Virgin for the Billionaire's Taking
If he had any sense he would terminate her contract immediately and send her back to England with a compensation payment. He would negotiate with her to buy her designs and put a new team in place to put them into practice. That way if, by some impossible to imagine chance, he had somehow become vulnerable to some kind of hitherto never experienced male folly, then it would be brought to a swift end.
Yes, that was what he must do. Just as soon as he got back from Mumbai.
CHAPTER EIGHT
HER head on one side, Keira carefully studied the newly painted walls of the show house. She had chosen the paint from over a dozen different samples, all of which had been applied in square patches to the wall so that she could assess the effect on the room’s light and size.
‘Yes,’ she told the waiting painter with a pleased smile. ‘That’s perfect.’
Someone else might not consider it worthwhile on such a tight schedule to spend time finding exactly the right shade of off-white, but to Keira such niceties were an essential part of the way she worked. The right paint would provide the foundations of her scheme, and thus in her opinion was vitally important. Combining both Jay’s wishes and Alex’s advice, she had sourced her paint locally, and the supplier had been marvellously patient about fine-tuning the pigment to get the shade she wanted.
The painter was smiling broadly himself now, a huge watermelon grin stretching across his face as he promised her that he would have the paint mixed and delivered to her ready for the decorators to start work in the morning.
It was a month since the evening she had fled—not just from Jay, but more tellingly from her own response to him—to spend virtually the whole night curled up on her bed, agonising over what she should do.

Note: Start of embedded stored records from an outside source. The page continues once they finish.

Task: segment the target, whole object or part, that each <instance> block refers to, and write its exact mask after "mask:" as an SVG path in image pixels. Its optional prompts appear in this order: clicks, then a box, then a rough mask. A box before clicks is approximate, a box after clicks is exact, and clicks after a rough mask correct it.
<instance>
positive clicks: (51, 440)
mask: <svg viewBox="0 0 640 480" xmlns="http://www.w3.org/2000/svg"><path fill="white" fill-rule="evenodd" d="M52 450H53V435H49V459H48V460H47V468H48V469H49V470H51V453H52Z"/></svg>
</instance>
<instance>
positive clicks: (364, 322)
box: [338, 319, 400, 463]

The discovery in the morning that Jay had returned to Mumbai had given her a breathing space that had enabled her to think logically and practically about her situation and her options. She had reasoned that financially she could not afford to break her contract, whilst emotionally and sexually she could not afford to mirror her mother’s folly in falling in love with the wrong man and going to bed with him.
Jay inhabited a world in which the super-rich called nowhere home. It was unlikely that their paths would ever cross again once she had finished her work here. Reasonably, therefore, all she had to do was keep her distance from him until life put an even greater distance between them. Once it had she could ache all she wanted for him, in the secure knowledge that all she could do was ache. Better to burn with unappeased longing than to be destroyed be the acid corrosion of shame and self-disgust.
And anyway, now she was alert to her own danger she had herself properly under control, Keira assured herself firmly.
Really? So why, then, was her stomach now twisting itself in knots just because she could see Jay walking towards her?
He was here, and her world had tilted on its axis. But she could act naturally and keep things on a professional footing, Keira decided, and she told him briskly, ‘Jamil has been very patient with me, and we’ve finally got the right paint colour. The decorators should be able to start work tomorrow, and by the time they’ve finished the furniture and soft furnishings should be starting to arrive.’
Jay nodded his head.
‘You haven’t given me a decision yet on the toile fabric I discussed with you,’ Keira reminded him. ‘So if you’ve got time…’
‘You mean your fellow countryman’s designs?’ Jay stopped her.
‘Yes,’ Keira agreed, telling him enthusiastically, ‘I thought his contemporary designs were fun and quirky and would appeal to buyers—especially if we move away from the traditional French colours into something more dramatic and modern. Black on hot pink or bright yellow would make a real statement if we used it on cushions, for instance.’
‘And of course if I agree to buy your countryman’s designs then naturally he’s going to want to show his gratitude—probably in a private suite at that hotel he was discussing with you.’ The sardonic tone of Jay’s voice coupled with the innuendo of his words made Keira’s heart plummet downwards.
‘That is grossly unfair and insulting,’ she told him furiously. ‘There is only one reason I would ever recommend anyone to a client, and that is because, in my professional opinion, they or their product are right for the job. That is the way I do business. You, of course, may have other methods.’